Inliniac

When using Snort_inline with NFQ support, it’s likely that at some point you’ve seen messages like these on the console: packet recv contents failure: No buffer space available. When the messages are appearing Snort_inline slows down significantly. I’ve been trying to find out why.

There are a number of setting that influence NFQ performance. One of them is the NFQ queue maximum length. This is a value in packets. Snort_inline takes an argument to modify the buffer length: –queue-maxlen 5000 (note: there are two dashes before queue-maxlen).

That’s not enough though. The following settings increase the buffer that NFQ seems to use for it’s queue. Since I’ve set it this high, I haven’t been able to get a single read error anymore:

sysctl -w net.core.rmem_default=’8388608′
sysctl -w net.core.wmem_default=’8388608′

The values are in bytes. The following values increase buffers for tcp traffic.

sysctl -w net.ipv4.tcp_wmem=’1048576 4194304 16777216′
sysctl -w net.ipv4.tcp_rmem=’1048576 4194304 16777216′

For more details see this page: http://www-didc.lbl.gov/TCP-tuning/linux.html

Setting these values fixed all my NFQ related slowdowns. The values probably work for ip_queue as well. If you use other values, please put them in a comment below.

Thanks to Dave Remien for helping me track this down!

A while ago I wrote about why the TCP window scaling normalization in Snort_inline was broken by design. I also wrote about a new solution I was working on and testing that would be uploaded to SVN soon. I just committed the patch to SVN. What it does is add two new options to stream4:

norm_window: normalize the TCP window (disabled by default). This is to protect Snort_inline from being forced to queue too many packets.
max_win_size: maximum size of the scaled TCP window. Packets increasing the window beyond the limit are modified.

This option is disabled by default, and the old wscale normalization code is removed, as are the options that configured it. It runs fine on my gateway, without noticeable slowdowns, but I haven’t done any benchmarking so far. Please try this and let me know how it works for you!

After debugging some connection problems I found that the wscale normalization concept is flawed. I’ll describe here what is wrong with it and then move on to suggest a different solution I’m currently testing. The problem I was seeing is that some connections to some webservers stalled without an apparent reason.

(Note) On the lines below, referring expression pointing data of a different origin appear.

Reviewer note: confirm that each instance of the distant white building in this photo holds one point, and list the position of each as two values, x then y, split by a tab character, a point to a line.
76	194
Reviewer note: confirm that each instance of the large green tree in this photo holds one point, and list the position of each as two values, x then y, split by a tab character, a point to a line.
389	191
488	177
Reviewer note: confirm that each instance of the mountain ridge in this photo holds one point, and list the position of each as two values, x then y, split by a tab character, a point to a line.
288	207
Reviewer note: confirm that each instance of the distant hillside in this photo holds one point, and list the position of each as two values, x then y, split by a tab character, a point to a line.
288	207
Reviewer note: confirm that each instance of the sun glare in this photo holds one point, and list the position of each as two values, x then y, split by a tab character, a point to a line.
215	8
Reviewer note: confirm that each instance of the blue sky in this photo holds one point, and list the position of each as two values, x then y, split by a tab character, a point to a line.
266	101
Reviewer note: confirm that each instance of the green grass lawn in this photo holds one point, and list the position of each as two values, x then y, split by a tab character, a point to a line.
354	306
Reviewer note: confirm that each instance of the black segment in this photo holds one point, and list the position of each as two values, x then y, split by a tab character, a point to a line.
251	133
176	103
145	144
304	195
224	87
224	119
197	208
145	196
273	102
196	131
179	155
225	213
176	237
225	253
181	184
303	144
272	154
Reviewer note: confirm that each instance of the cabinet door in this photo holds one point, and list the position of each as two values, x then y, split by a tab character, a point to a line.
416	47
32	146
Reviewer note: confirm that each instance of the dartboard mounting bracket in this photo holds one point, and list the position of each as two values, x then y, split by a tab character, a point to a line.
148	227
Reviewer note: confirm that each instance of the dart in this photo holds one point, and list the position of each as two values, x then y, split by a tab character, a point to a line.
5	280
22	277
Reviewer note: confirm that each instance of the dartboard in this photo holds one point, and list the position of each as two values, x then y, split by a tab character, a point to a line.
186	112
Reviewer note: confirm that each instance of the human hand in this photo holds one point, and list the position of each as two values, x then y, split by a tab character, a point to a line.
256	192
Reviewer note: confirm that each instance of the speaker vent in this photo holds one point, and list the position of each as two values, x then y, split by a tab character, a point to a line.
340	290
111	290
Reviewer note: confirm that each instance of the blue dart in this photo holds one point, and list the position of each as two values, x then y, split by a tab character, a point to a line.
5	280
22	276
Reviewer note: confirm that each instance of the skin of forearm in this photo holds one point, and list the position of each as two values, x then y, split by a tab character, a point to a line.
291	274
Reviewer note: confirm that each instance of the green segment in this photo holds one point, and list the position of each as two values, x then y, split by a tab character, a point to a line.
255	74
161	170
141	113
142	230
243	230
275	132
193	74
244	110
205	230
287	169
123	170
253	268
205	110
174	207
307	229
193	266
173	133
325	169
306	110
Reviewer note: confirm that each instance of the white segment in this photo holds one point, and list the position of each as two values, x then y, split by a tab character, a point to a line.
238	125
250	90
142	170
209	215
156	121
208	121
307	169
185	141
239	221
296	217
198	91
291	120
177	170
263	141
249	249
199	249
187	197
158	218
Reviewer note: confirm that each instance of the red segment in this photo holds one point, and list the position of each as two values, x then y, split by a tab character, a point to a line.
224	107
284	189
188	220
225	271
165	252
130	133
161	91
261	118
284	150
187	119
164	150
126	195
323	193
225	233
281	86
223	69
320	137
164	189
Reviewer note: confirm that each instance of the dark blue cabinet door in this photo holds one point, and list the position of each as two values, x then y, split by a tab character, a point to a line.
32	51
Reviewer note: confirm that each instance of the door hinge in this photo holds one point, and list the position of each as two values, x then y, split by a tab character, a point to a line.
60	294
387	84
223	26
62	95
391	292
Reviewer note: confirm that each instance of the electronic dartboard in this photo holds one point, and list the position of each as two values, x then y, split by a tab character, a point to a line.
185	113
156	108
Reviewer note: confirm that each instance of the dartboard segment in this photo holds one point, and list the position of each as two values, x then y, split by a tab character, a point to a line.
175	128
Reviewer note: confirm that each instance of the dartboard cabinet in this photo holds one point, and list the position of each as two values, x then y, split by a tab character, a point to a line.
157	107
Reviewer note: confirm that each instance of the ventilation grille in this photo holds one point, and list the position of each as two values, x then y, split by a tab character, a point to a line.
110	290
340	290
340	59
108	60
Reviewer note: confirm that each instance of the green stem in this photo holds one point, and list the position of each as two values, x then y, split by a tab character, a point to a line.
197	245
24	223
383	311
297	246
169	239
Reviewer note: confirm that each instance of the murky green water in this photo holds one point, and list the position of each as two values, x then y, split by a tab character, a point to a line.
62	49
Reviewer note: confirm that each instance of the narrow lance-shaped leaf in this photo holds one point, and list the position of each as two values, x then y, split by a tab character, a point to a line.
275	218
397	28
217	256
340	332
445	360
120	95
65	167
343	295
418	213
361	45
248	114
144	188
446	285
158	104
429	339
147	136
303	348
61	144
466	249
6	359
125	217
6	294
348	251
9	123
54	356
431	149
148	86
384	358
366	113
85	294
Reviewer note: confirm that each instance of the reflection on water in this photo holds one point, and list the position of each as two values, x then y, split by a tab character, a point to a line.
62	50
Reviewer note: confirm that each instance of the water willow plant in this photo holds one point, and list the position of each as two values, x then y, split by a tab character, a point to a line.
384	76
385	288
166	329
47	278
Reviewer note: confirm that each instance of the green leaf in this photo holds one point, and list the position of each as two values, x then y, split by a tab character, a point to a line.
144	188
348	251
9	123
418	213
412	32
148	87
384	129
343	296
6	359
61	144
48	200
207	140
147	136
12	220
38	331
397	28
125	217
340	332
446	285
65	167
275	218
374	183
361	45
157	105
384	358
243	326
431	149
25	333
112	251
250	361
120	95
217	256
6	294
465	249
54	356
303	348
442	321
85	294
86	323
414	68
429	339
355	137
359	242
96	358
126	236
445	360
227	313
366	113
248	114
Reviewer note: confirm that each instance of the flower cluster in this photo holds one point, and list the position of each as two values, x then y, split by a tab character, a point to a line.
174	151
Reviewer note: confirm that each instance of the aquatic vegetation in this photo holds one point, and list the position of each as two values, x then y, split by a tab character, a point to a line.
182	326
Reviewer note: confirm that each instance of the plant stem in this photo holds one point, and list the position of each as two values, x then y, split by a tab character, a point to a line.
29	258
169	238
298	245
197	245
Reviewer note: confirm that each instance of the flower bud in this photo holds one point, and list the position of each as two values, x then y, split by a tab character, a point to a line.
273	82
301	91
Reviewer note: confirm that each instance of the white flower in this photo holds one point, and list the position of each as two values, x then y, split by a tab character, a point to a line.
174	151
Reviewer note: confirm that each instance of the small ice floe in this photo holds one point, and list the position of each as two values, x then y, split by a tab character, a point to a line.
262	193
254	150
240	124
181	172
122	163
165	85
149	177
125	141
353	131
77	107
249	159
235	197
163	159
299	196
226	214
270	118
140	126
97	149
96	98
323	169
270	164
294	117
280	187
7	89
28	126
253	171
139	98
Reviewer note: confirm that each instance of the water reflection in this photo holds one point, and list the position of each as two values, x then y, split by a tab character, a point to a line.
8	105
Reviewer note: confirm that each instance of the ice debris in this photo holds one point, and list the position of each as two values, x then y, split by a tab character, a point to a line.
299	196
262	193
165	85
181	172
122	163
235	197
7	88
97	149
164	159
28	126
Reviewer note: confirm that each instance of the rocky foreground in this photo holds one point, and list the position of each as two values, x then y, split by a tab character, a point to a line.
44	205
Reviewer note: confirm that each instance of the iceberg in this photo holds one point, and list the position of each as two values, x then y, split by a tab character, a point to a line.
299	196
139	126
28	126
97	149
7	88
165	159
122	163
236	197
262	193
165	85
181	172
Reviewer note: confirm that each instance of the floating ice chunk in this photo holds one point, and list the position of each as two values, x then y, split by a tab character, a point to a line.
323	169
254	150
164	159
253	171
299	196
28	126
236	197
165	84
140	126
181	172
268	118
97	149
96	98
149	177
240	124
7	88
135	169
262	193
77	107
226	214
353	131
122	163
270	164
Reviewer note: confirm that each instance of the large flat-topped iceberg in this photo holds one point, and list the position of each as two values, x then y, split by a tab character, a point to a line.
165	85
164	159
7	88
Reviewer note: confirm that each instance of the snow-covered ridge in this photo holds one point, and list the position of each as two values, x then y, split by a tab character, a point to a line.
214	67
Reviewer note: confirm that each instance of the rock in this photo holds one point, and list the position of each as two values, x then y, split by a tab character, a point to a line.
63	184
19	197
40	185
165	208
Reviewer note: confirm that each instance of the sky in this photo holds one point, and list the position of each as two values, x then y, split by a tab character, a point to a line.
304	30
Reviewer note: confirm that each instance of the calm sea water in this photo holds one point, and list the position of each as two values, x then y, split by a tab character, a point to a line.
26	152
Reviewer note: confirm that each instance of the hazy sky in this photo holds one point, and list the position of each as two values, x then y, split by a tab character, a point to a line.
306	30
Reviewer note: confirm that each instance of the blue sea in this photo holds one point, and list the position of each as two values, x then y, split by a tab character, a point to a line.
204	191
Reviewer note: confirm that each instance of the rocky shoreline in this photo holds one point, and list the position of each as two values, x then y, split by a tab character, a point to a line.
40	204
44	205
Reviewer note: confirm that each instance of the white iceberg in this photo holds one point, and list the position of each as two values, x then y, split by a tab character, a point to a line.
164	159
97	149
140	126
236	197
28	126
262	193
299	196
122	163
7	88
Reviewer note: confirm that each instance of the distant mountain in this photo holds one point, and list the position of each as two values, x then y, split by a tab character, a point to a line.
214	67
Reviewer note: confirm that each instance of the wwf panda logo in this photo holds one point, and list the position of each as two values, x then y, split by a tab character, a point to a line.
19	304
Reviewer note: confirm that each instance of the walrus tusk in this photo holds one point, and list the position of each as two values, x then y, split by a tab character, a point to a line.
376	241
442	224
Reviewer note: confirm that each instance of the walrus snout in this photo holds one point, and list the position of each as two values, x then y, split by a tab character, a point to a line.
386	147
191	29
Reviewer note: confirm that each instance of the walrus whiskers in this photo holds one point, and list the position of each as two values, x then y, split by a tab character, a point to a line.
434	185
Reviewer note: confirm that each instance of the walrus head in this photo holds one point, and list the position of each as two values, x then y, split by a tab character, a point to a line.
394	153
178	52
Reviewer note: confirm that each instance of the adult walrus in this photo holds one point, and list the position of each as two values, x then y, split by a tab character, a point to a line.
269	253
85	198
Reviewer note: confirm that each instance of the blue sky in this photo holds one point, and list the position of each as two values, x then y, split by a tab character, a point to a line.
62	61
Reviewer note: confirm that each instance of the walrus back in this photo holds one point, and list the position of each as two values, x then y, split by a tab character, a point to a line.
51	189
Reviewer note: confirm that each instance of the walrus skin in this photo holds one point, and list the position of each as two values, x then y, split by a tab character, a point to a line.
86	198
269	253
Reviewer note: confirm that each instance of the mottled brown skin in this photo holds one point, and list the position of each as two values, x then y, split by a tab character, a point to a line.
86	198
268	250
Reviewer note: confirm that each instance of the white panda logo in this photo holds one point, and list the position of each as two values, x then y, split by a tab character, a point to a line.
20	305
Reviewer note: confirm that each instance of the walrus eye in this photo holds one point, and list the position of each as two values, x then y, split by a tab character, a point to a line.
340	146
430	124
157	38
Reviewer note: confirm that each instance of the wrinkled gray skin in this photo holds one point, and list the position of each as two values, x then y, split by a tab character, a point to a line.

First a quick reminder of why I originally came up with the wscale normalization. Stream4 originally doesn’t look at the window scaling value when determining the TCP window. This causes it to be wrong about the TCP window in about every connection, which is one of the reasons out of window packets are not dropped (this is actually a gaping evasion hole since these packets are not used in stream reassembly). This is why I decided to add window scaling support to the stream4inline extension. This works great and allows the admin to drop out of window packets. There is a problem associated with it though. The maximal window that is possible with wscaling is 1GB. This would mean that Snort_inline would in the worst case have to queue almost 1GB of data in it’s buffers for a single stream. To prevent this being used by an attacker to attack Snort_inline, I wanted give the admin the option to set a maximal wscale size.

So, why doesn’t replacing the wscale value in packets work? I’ll explain that now. First an example without normalization. Say we have client connecting to a server. The client sends in it’s SYN packet a window of 5840 and a wscale of 5. The server replies with a SYN/ACK with window 5792, wscale 9. Both have a unscaled window in their packet since the wscale won’t be used before both sides have received a packet with the wscale option enabled. The client sends an ACK completing the three way handshake, with a window of 183. That means a scaled window of 5856 (183 x 2^5). The client will now send an actual data packet, using the same window. The server ACK’s the data with a packet with a window of 16, meaning a scaled window of 8192 (16 x 2^9).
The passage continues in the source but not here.